NW12, thank you for understanding. It is very healing to have pain understood. To be treated in a hard-hearted way by someone you've loved is awful. I am sorry for whatever pain has driven him to be as he is. He says he didn't get treated well enough by our parents. My father was hard on him . . . but he also tried repeatedly to help him. My father was hard on everyone he knew, at one time or another. He was hard on me from time to time. But I saw my father as a complex human being. There were things I didn't admire about him, and there were many things I did. My brother reduces everyone to some sort of a cartoon villain.

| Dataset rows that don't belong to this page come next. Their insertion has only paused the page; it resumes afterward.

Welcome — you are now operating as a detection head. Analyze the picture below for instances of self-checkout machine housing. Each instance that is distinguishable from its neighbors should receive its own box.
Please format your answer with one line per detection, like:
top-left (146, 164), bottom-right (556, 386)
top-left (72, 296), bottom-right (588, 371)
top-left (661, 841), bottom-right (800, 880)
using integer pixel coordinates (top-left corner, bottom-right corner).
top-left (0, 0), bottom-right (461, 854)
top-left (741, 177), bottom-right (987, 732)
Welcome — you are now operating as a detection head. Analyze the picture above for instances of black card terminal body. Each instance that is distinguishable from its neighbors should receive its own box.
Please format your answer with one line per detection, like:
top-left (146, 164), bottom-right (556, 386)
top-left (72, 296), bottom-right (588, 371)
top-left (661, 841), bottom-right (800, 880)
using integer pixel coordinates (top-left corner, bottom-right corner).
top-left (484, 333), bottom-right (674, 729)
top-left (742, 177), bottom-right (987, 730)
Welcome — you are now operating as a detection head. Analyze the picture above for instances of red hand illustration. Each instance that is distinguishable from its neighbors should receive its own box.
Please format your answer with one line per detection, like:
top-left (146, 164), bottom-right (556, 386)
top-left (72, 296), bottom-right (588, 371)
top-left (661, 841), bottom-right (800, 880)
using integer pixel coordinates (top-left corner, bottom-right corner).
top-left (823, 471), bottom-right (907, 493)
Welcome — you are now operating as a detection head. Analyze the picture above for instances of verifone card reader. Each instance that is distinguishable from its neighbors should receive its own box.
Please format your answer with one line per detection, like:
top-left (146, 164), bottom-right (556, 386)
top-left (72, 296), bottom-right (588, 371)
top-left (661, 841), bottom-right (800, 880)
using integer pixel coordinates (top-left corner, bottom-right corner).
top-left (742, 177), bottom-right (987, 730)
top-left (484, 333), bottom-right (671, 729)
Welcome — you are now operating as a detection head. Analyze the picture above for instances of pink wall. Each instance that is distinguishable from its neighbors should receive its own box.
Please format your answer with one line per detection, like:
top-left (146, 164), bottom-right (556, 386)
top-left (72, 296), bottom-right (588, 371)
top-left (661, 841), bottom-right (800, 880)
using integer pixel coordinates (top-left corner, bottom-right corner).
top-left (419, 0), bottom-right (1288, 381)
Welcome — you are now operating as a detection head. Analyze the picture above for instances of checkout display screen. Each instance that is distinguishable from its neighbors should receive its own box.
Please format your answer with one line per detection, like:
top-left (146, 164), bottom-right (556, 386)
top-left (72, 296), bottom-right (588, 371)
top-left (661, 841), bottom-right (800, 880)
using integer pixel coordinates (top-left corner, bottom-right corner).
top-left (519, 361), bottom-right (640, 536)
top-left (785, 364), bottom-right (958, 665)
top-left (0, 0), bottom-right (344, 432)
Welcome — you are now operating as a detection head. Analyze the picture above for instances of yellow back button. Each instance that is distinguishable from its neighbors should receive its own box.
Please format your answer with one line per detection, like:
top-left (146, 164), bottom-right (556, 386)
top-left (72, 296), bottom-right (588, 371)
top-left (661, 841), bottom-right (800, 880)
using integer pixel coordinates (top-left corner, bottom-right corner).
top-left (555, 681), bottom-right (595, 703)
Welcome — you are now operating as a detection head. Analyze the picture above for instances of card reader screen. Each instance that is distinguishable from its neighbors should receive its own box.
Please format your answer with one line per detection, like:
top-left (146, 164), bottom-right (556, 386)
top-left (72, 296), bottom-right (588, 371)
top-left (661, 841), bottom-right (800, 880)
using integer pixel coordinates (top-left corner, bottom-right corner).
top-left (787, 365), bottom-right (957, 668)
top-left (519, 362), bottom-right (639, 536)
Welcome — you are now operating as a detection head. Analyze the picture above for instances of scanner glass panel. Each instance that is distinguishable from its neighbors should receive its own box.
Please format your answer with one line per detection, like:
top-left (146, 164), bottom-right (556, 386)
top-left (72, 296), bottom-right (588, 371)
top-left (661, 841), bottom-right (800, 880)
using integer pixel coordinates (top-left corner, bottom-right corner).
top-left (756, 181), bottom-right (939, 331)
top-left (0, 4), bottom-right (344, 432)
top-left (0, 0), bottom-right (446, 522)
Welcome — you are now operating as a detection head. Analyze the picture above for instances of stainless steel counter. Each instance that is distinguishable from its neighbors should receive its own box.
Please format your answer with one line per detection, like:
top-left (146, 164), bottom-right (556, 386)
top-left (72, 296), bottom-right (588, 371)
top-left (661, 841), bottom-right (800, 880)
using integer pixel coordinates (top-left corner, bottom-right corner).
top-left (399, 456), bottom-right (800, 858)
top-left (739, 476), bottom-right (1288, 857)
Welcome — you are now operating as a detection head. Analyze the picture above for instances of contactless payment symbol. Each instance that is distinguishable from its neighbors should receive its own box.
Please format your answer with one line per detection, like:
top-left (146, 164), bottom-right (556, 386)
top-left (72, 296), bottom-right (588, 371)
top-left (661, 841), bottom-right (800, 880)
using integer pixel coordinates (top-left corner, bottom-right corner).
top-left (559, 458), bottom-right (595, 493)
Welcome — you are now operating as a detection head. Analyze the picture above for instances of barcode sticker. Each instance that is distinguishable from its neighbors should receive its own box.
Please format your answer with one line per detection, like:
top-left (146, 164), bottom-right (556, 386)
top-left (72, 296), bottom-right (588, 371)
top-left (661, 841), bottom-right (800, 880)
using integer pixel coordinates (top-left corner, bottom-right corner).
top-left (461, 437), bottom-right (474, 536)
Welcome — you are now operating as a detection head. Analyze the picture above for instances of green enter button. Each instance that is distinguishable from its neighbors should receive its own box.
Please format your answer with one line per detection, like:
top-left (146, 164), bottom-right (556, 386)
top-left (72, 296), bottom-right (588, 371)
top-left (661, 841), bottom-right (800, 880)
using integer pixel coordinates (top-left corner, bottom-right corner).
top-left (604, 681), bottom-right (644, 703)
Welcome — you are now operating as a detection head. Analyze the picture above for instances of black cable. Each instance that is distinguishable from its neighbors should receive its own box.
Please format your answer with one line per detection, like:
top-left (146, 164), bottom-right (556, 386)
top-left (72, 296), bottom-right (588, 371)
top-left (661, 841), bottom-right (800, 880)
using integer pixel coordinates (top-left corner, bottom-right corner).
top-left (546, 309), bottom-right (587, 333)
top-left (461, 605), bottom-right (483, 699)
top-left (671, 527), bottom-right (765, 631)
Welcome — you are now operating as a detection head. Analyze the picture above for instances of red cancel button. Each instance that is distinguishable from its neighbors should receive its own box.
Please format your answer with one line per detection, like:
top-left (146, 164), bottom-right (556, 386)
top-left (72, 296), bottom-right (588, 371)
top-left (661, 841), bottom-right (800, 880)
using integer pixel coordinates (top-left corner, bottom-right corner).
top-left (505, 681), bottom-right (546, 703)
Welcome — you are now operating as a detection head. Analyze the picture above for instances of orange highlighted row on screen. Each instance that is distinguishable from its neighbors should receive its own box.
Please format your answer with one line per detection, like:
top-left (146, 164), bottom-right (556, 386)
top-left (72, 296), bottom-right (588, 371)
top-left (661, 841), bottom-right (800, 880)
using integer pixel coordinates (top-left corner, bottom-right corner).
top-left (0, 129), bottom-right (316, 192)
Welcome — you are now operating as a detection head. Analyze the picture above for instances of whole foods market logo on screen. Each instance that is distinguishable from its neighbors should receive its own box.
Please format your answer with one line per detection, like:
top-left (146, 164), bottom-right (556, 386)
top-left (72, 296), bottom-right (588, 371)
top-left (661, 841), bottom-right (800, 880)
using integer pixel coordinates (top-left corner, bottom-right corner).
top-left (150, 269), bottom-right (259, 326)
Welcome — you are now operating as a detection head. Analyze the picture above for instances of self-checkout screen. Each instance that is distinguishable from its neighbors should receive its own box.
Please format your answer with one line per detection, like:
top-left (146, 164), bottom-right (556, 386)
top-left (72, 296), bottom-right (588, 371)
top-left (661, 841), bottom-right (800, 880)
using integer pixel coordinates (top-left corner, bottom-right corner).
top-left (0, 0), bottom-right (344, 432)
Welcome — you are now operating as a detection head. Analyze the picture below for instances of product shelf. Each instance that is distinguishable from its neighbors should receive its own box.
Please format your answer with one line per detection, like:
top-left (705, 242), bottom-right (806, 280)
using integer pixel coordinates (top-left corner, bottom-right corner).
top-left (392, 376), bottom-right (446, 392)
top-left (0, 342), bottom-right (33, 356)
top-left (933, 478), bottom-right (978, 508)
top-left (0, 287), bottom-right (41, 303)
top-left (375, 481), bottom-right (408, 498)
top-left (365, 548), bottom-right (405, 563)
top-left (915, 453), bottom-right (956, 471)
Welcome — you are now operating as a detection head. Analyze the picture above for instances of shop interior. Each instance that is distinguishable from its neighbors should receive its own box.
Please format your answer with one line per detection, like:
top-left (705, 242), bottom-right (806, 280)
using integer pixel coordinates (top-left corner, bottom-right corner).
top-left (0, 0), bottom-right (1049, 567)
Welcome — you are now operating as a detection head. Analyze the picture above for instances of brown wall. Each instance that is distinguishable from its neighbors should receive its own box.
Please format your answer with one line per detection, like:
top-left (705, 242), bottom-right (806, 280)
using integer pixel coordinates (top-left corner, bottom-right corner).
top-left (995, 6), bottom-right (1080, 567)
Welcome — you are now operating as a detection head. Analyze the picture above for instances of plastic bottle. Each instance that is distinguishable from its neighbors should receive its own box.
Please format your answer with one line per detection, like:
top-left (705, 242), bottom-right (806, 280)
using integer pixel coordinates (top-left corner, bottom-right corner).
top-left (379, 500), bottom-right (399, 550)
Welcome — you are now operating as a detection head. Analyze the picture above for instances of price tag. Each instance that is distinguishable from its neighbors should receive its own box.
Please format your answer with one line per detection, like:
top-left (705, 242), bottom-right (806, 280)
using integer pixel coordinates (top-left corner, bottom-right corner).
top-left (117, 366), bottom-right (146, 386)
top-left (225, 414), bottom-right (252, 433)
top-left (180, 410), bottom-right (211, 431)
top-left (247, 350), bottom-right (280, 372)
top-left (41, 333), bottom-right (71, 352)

My parents grew to be afraid of him. I kept minimizing the importance of all the evidence that he was heartless. Yes, every human being does have a heart, but it can get rusted up with lack of use to try and understand the concerns and needs of others. My brother and I grew up in a time when, if anything was wrong with you, it was supposed to be your parents' fault. He and I both bought into that, and I am sorry that I reinforced some of his blaming. I outgrew that kind of thinking. I became grateful for the struggle my parents put into raising us. I told my father that repeatedly at the end of his life. My brother seems to be incapable of feeling gratitude toward anyone for anything. Over the years, I acted in kind and thoughtful ways toward him on a number of occasions when I thought he was having a hard time. I thought it was odd that he never acknowledged my gestures. Now I know that was a warning. It meant that "Nothing that anyone ever does for me is enough." I would even send him a written apology, if I thought some thoughtless remark I made had upset him.
He seemed to be always trying to provoke me with insulting remarks. I would just pay no attention. That was a mistake. When someone is blatantly disrespectful, they should be immediately called on it in clear terms. I will adopt that policy. I had been afraid that I would alienate him by doing that. I was surrendering my own right to be treated with some regard for my dignity as a human being. That was foolish of me. I thought I was acting mature, but I was enabling his sickness.
Here is the weird thing. I kind of believe that what has made him so angry is his failure to be able to get a reaction from his constant button pushing. I think this latest thing he did is basically more button pushing.
NWgirl, unlike your brother, mine is unable to convince anyone in the whole world that he is an okay person. I tried to convince myself of that. Everyone gently told me over the past few years that I was having my trust abused. Here is another difference. My parents left him nothing of what they had. My sister, who inherited most, has felt so bad about that that she sends him money regularly out of what she inherited. I think he might have hit the jackpot in the "sister" department. It seems to do him little good, though. He makes himself so unhappy, living with all his bitterness.
One of his lawyers told me that "he will eventually meet a more vicious version of himself, and the law of the streets will deal with him." I thought that was a chilling thing to hear and inappropriate of the lawyer. Now, I kind of appreciate the lawyer being that frank with me. I turn all this over in my mind.
I would like to find some support in my area. The Mayo Clinic link, above, encourages that also.